[PATCH v2 0/2] mtd: nand: properly handle bitflips in erased pages

Wed Sep 2 12:43:05 PDT 2015

Hi Boris,

Some high level comments. We've discussed some of this before on IRC,
but I guess having a few more bits here could help.

On Mon, Aug 24, 2015 at 11:47:20AM +0200, Boris Brezillon wrote:
> Hello,
> 
> This patch series aims at providing a common logic to check for bitflips
> in erased pages.
> 
> Currently each driver is implementing its own logic to check for bitflips
> in erased pages. Not only this create code duplication, but most of these
> implementations are incorrect.
> Here are a few aspects that are often left aside in those implementations:
> 1/ they do not check OOB bytes when checking for the ff pattern, which
>    means they can consider a page as empty while the MTD user actually
>    wanted to write almost ff with a few bits to zero
> 2/ they check for the ff pattern on the whole page, while ECC actually
>    works on smaller chunks (usually 512 or 1024 bytes chunks)
> 3/ they use random bitflip thresholds to decide whether a page/chunk is
>    erased or not. IMO this threshold should be set to ECC strength (or
>    at least something correlated to this parameter)

Agreed.

> The approach taken in this series is to provide two helper functions to
> check for bitflips in erased pages. Each driver that needs to check for
> such cases can then call the nand_check_erased_ecc_chunk() function, and
> rely on the common logic to decide whether a page is erased or not.
> 
> While Brian suggested a few times to make this detection automatic for
> all drivers that set a specific flag (NAND_CHECK_ERASED_BITFLIPS?), here
> is a few reasons I think this is not such a good idea:
> 1/ some (a lot of) drivers do not properly implement the raw access
>    functions, and since we need to check for raw data and OOB bytes this
>    makes the automatic detection unusable for most drivers unless they
>    decide to correctly implement those methods (which would be a good
>    thing BTW).

Given your last parenthetical statement (which I agree with), I'm not
sure this is a very strong point. IMO it's only valid for hardware which
*cannot* support raw modes. For all other cases, it's reasonable to
assume that developers can implement a conforming driver in order to
pick up these reliability features.

> 2/ as a I said earlier, this check should be made at the ECC chunk level
>    and not at the page level. This spots two problems: some (a lot of)
>    drivers do not properly specify the ecc layout information, and even
>    if the ecc layout is correctly defined, there is no way to attach ECC
>    bytes to a specific ECC chunk.

I think this point is pretty valid, and it's one of the main
deficiencies in an automatic approach that ignores the ECC layout.

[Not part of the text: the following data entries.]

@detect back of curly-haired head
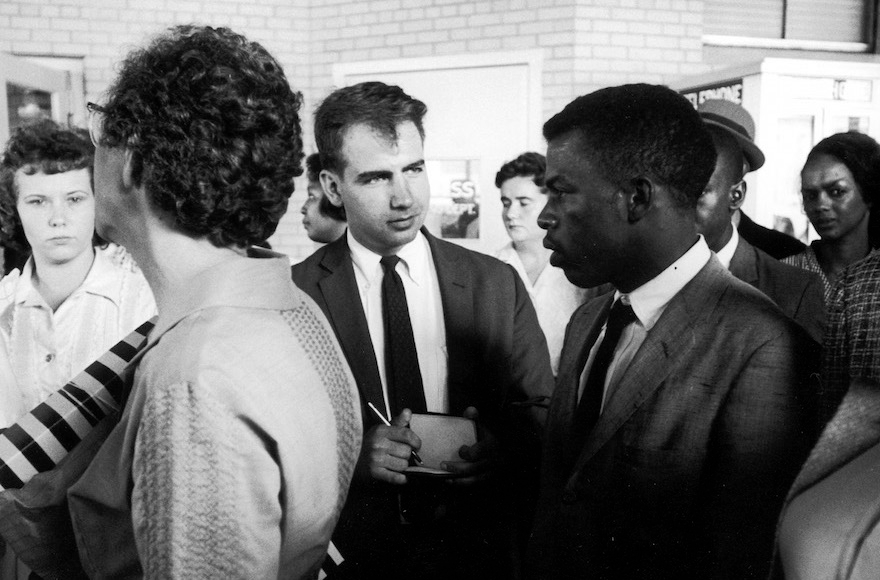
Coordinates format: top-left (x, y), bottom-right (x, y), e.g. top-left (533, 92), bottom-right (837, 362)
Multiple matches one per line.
top-left (98, 25), bottom-right (304, 248)
top-left (543, 84), bottom-right (716, 209)
top-left (314, 81), bottom-right (427, 175)
top-left (807, 131), bottom-right (880, 247)
top-left (0, 119), bottom-right (93, 253)
top-left (495, 152), bottom-right (546, 189)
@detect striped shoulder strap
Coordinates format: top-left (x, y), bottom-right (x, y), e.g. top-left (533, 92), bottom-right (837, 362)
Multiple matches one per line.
top-left (0, 318), bottom-right (155, 490)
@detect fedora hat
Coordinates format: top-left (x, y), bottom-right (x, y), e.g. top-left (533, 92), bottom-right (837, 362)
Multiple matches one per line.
top-left (698, 99), bottom-right (765, 171)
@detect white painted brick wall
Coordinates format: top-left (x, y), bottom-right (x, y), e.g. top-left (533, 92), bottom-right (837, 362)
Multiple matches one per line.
top-left (2, 0), bottom-right (712, 262)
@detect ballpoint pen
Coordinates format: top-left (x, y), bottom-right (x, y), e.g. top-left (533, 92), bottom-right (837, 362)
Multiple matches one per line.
top-left (367, 401), bottom-right (423, 465)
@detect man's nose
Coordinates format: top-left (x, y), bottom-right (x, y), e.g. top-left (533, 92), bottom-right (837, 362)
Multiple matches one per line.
top-left (537, 205), bottom-right (555, 230)
top-left (390, 178), bottom-right (414, 208)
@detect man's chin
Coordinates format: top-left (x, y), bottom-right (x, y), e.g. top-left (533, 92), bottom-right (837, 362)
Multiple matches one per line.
top-left (558, 263), bottom-right (606, 289)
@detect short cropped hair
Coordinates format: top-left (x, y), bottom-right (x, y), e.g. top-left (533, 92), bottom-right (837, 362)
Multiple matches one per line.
top-left (305, 153), bottom-right (345, 222)
top-left (807, 131), bottom-right (880, 247)
top-left (495, 152), bottom-right (546, 189)
top-left (543, 84), bottom-right (716, 209)
top-left (98, 25), bottom-right (304, 247)
top-left (0, 119), bottom-right (94, 255)
top-left (314, 81), bottom-right (427, 174)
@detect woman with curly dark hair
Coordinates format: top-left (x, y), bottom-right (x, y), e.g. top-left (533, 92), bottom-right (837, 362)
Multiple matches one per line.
top-left (0, 119), bottom-right (154, 428)
top-left (57, 25), bottom-right (360, 579)
top-left (784, 132), bottom-right (880, 304)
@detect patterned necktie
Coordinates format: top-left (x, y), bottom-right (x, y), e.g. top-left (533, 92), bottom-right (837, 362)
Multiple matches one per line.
top-left (380, 255), bottom-right (427, 417)
top-left (573, 300), bottom-right (637, 444)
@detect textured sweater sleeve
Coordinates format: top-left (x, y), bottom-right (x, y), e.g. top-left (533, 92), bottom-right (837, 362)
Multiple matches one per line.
top-left (131, 380), bottom-right (279, 579)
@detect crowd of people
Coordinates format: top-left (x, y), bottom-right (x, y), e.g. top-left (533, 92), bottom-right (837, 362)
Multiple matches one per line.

> 3/ the last aspect is the perf penalty incured by this test. Automatically
>    doing that at the NAND core level implies reading the whole page again
>    in raw mode, while with the helper function approach, drivers supporting
>    access at the ECC chunk level can read only the faulty chunk in raw
>    mode.

The real important point here is (IMO) that the driver may have
knowledge of the uncorrected data + OOB even in the !oob_required case,
so *no* re-reading is required. It's a little harder to get that
guarantee when you move a little higher up the abstraction layer.

> Regarding the bitflips threshold at which an erased pages is considered as
> faulty, I have assigned it to ECC strength. As mentioned by Andrea, using
> ECC strength might cause some trouble, because if you already have some
> bitflips in an erased page, programming it might generate even more of
> them.
> In the other hand, shouldn't that be checked after (or before) programming
> a page. I mean, UBI is already capable of detecting pages which are over
> the configured bitflips_threshold and move data around when it detects
> such pages.
> If we check data after writing a page we wouldn't have to bother about
> setting a weaker value for the "bitflips in erased page" case.
> Another thing in favor of the ECC strength value for this "bitflips in
> erased page" threshold value: if the ECC engine is generating 0xff ECC
> bytes when the page is empty, then it will be able to fix ECC strength
> bitflips without complaining, so why should we use different value when
> we detect bitflips using the pattern match approach?

I like this argument about comparing with an ECC algorithm that corrects
bitflips in 0xff pages.

Regardless, in case this does become an issue, might this threshold be
worth stashing in struct nand_chip? Then the driver API can omit the
threshold parameter, and we have a chance to override it in a central
place (or, maybe in special-case drivers) rather than at each call site
for nand_check_erased_ecc_chunk().

Brian